Phi Delta Theta will join Suzanne and the LiveLikeLou Foundation at PNC Park on Thursday, when the Pirates will mark MLB’s inaugural Lou Gehrig Day with an on-field ceremony. It will also include representatives from the ALS Association of Western Pennsylvania as well as Permobil, who will present a wheelchair to Dan Wingerter, an Erie native who has lived with ALS since 2019.

That is no small gesture, as this is no regular wheelchair. It is a high-powered machine with a ton of useful accessories to help ALS patients live out their days with a sense of dignity, which includes aspects as vital as mobility and as minute as not having your children look down at you while you’re sitting with them.

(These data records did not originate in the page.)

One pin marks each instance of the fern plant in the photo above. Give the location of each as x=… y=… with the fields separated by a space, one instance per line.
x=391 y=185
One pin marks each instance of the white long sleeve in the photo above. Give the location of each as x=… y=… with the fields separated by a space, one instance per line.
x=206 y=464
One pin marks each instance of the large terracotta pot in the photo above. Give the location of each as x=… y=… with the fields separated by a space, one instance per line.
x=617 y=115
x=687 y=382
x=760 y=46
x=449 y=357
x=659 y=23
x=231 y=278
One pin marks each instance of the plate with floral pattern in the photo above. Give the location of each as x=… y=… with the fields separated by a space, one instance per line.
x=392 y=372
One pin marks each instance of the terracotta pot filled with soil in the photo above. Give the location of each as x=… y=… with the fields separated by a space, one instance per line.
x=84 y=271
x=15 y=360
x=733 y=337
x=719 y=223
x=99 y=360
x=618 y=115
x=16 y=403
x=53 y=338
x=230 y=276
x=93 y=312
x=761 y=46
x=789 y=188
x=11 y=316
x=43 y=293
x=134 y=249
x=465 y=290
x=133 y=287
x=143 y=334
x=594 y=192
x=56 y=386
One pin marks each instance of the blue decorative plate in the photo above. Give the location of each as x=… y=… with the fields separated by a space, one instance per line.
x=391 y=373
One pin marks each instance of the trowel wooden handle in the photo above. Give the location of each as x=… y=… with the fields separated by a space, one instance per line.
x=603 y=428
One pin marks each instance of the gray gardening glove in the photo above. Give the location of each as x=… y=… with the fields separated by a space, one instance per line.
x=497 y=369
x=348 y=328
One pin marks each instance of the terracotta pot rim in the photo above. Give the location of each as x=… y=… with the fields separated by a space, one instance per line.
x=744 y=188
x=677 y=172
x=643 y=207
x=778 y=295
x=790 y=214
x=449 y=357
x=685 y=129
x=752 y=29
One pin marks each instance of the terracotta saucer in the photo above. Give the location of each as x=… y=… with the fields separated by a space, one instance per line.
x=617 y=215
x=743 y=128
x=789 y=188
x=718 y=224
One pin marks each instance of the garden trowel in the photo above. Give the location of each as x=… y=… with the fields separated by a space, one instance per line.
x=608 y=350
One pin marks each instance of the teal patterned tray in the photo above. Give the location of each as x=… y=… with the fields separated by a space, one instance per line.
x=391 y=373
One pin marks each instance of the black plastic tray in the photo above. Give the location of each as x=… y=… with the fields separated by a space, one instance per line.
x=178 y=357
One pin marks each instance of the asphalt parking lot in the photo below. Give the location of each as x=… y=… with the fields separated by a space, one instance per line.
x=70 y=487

“ALS is a freight train through a person’s life,” Suzanne said. “It takes away their dignity, their money and their mobility all at the same time. And Permobil is a hero in this story with what they do for ALS patients.”

Brett Schoenecker, an ALS patient in Western Pennsylvania, and his wife, Jeannine, will throw out the first pitch at PNC Park on Thursday. Neil got the chance to do that in 2012, wearing a jersey with “LiveLikeLou.org” across the back and pitching to Pirates legend Steve Blass, who has been a family friend since.

It was a dream come true for the longtime Pirates fan, who revered Roberto Clemente and who never missed a home opener from the time he and Suzanne moved to Pittsburgh in 1994 until ‘14, when the progression of ALS prevented him from going.

“Our kids did, too. We’d drag our babies with us,” Suzanne said. “He was a huge Pirates fan. It was one of his great joys in life.”

Blass is far from the only Pirate who has been a friend of the Alexanders and the LiveLikeLou Foundation. Suzanne said former manager Clint Hurdle became a family friend. Pirates Charities put LiveLikeLou front and center in some of its fundraising drives.

With a new front office comes new connections to make for Suzanne, who serves as the director of the board for the foundation, and she looks forward to working with them over the coming Lou Gehrig Days and beyond to raise funds for patients and research.

“I hope to build that kind of relationship with Travis and Jacque and their team, because we started in Pittsburgh and we’re staying in Pittsburgh,” Suzanne said. “ALS should be the cause of Major League Baseball, and I’m thrilled. Lou Gehrig is finally getting his day, and the Pirates have been with us from the beginning.”

And though Neil met the same fate as Gehrig, facing a disease that slowly took away his abilities and eventually his life, he still considered himself a lucky man and created a legacy that endures today -- just as Gehrig did.

“My husband’s like, ‘It’s not my kids. It’s not my wife. I live in Pittsburgh. So I’m lucky, too,'" Suzanne said.